Hangar 10 is about three people going into the woods with cameras and meeting a disastrous end. This time, they’re fishing around the Rendlesham Forest in England with metal detectors, hoping to find something valuable. They’re filming everything for a YouTube video, which seems excessive, but the cameraman, Jake (Danny Shayler) has an interest in the site’s history, which involves an infamous UFO encounter from 1980. That doesn’t quite explain why he agrees to go deep into the woods with no provisions to speak of (other than plenty of batteries and SD cards, naturally) or why he films the endless arguing in which all three parties engage, but hey…I forgot what we were talking about.
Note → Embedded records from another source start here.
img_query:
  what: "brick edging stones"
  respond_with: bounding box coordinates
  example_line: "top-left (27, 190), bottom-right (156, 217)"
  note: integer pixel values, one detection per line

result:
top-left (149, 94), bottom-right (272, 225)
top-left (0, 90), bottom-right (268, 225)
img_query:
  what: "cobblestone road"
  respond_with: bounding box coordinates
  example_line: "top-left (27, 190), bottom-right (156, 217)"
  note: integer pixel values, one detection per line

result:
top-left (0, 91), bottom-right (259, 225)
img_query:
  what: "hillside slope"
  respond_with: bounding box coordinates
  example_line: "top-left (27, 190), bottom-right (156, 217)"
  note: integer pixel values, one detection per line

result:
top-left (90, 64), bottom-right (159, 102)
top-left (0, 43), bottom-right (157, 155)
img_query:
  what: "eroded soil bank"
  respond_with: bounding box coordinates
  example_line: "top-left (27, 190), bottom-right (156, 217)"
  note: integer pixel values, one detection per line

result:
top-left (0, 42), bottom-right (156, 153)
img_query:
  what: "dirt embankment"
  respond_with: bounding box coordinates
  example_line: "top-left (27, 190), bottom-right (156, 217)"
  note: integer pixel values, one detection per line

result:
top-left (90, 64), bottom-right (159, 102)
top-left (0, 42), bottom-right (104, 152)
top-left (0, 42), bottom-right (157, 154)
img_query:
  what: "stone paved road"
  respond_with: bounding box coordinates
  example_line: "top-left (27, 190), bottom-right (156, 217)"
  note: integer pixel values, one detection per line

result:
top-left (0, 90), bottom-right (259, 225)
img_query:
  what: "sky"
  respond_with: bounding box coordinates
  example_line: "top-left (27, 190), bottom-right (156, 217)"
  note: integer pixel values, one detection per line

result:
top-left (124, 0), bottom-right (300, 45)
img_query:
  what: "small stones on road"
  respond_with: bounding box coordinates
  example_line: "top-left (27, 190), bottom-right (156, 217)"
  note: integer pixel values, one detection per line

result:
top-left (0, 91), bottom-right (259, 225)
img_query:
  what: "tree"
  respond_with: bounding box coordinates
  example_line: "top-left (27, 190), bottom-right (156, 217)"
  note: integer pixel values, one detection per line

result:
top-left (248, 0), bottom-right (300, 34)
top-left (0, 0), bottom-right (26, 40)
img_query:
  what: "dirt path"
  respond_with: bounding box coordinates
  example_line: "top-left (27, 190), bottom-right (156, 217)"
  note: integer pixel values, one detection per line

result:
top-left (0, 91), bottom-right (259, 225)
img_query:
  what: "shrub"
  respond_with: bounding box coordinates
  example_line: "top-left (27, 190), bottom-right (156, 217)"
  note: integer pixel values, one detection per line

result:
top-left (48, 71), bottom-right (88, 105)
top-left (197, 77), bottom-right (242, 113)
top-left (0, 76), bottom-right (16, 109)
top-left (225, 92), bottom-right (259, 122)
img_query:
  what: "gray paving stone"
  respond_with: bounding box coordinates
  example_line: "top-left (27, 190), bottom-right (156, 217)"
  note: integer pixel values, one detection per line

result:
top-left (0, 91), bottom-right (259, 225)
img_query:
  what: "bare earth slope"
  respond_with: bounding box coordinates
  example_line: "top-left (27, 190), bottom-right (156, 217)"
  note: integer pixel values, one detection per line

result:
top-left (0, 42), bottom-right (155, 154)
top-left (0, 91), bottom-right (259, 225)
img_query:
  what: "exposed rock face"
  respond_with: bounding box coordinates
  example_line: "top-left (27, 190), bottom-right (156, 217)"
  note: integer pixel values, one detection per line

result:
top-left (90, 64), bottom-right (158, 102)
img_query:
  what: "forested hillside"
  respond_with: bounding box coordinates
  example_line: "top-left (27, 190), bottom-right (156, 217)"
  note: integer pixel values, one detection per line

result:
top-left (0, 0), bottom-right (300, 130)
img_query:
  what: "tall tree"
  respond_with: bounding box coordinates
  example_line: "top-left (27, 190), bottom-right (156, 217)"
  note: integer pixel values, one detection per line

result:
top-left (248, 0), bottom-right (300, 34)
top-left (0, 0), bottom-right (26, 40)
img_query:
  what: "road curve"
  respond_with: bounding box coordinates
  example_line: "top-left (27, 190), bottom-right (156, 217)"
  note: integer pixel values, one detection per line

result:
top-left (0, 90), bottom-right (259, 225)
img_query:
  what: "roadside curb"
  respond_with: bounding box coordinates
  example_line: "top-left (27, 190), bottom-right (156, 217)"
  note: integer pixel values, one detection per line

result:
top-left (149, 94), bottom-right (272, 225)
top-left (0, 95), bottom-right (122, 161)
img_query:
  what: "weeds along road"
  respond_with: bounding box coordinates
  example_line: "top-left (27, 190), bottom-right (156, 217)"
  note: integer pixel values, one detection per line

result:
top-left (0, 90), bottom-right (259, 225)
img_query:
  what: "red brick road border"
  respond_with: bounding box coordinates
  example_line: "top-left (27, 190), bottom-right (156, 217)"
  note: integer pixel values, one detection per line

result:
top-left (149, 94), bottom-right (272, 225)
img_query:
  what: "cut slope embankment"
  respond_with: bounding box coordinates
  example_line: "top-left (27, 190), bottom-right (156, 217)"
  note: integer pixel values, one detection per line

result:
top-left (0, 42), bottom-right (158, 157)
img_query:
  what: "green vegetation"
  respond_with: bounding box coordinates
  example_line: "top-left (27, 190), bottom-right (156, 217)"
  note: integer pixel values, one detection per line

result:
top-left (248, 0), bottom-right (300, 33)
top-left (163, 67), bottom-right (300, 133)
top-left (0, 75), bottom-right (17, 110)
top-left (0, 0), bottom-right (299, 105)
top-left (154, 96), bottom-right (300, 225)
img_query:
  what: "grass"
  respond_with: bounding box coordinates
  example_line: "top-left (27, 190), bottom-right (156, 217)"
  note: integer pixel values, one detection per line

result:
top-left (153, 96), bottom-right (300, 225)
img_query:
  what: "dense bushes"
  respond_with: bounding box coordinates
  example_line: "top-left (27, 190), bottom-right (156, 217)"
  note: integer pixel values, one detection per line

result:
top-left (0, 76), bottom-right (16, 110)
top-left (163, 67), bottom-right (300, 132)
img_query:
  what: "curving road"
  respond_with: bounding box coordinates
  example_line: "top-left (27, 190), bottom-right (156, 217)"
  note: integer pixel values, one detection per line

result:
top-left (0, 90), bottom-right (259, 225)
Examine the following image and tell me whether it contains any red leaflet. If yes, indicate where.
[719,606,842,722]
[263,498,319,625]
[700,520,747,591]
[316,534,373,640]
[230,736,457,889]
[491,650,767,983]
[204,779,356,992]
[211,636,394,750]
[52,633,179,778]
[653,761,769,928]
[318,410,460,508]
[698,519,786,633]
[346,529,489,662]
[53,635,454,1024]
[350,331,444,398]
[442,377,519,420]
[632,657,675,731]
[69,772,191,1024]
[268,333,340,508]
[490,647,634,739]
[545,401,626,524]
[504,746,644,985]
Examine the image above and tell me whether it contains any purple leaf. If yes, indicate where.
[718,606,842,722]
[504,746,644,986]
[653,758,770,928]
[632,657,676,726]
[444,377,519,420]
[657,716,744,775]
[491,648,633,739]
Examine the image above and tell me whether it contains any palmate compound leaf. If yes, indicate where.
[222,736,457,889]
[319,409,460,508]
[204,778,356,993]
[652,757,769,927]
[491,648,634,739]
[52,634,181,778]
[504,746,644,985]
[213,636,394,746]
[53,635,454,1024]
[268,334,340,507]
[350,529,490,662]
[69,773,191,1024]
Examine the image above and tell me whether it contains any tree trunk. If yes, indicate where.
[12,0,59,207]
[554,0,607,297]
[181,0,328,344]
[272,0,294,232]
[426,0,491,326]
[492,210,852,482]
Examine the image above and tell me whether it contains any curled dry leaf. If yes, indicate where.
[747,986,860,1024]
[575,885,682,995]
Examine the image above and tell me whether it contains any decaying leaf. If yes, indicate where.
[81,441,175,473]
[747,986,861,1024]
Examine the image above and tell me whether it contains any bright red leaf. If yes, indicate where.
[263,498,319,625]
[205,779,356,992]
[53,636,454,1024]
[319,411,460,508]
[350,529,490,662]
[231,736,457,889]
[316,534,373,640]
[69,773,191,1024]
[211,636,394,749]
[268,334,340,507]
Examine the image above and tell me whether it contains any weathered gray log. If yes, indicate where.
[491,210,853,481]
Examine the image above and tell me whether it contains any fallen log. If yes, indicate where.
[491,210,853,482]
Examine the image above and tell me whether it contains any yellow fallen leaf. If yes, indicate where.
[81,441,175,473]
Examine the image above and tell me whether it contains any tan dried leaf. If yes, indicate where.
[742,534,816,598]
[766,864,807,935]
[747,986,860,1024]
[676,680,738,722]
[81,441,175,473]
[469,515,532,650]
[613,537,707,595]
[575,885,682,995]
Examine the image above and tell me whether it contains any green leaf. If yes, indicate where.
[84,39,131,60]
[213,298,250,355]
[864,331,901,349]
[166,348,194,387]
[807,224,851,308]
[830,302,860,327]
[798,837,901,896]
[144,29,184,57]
This is by no means a bad film, but it’s utterly pointless in the 15-year-shadow of The Blair Witch. Setting any film like this in the woods is inviting possibly unfair comparisons, but when your first act includes an inventory of the equipment and allusions to the history of the place amidst light-hearted horseshit that’s meant to endear you to the characters, the comparisons start to seem a little less unfair. When your second act involves the group coming back to where they thought their campsite would be, only to find themselves lost and bickering, you have to wonder if they’re not openly inviting it. I’m not going to say where the third act takes us, but you can probably guess.

Of the many gradients on this scale, Hangar 10 is still a lot glossier than most. Watch enough of these and you’ll notice that not all cheap movies look and feel the same. Even in this world, The Asylum can still manage to make a knock-off feel like just that. But despite the tediousness, this is a well put together package with a mixed-bag of visuals that work best when relying on the inherent spookiness of their locations. It’s safe to assume that there are some UFO encounters here and I’m sorry to say that none of them worked particularly well. Kudos to the crew that put them together for whatever money and resources they had available, but less would have been way more in this case. The best shot has a character approaching the titular hangar as fog swirls waist deep around her. It’s gorgeous and mysterious and the movie could have used quite a bit more like it. Nothing else engenders the eeriness of that moment and sadly none of the other scares hit the mark. When your horror movie isn’t scary, it’s easy to ask what the point of the exercise was. There’s a decent enough FX showreel here, but it’s Monopoly money stuffed into a wad of real cash. Not that the spell was working particularly well, but it’s broken by the distraction.

Director Daniel Simpson hasn’t set the genre back by any means, but detractors who only see these movies as shakily-filmed nonsense full of people shouting at one another in the woods are going to have another film to cite in their case against it.

Hangar 10 is available on VOD this Friday from IFC Midnight.